When researchers in computer-mediated communications discuss digital textuality, they rarely venture beyond the now commonplace notion that computer textuality embodies contemporary post-structuralist theories. Written for students and faculty of contemporary literature and composition theories, this book is the first to move from general to specific considerations. Advancing from general considerations of how computers are changing literacy, "Digital Fictions" moves on to a specific consideration of how computers are altering one particular set of literature practices: reading and writing fiction.

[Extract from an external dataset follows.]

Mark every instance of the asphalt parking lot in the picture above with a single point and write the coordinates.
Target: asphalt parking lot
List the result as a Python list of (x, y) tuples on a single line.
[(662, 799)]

Suffused through the sensibility of a creative writer, this book includes an historical overview of writing stories on computers. In addition, Sloane conducts interviews with the makers of hypertext fictions (including Stuart Moulthrop, Michael Joyce, and Carolyn Guyer) and offers close reading of digital fictions. Making careful analyses of the meaning-making activities of both readers and writers of this emerging genre, this work is embedded in a perspective both feminist and semiotic. "Digital Fictions" explores and distinguishes among four distinct iterations of text-based digital fictions; text adventures, Carnegie Mellon University Oz Project, hypertext fictions, and MUDs. Ultimately, Sloane revises the rhetorical triangle and proposes a new rhetorical theory, one that attends to the materials, processes, and locations of stories told on-line.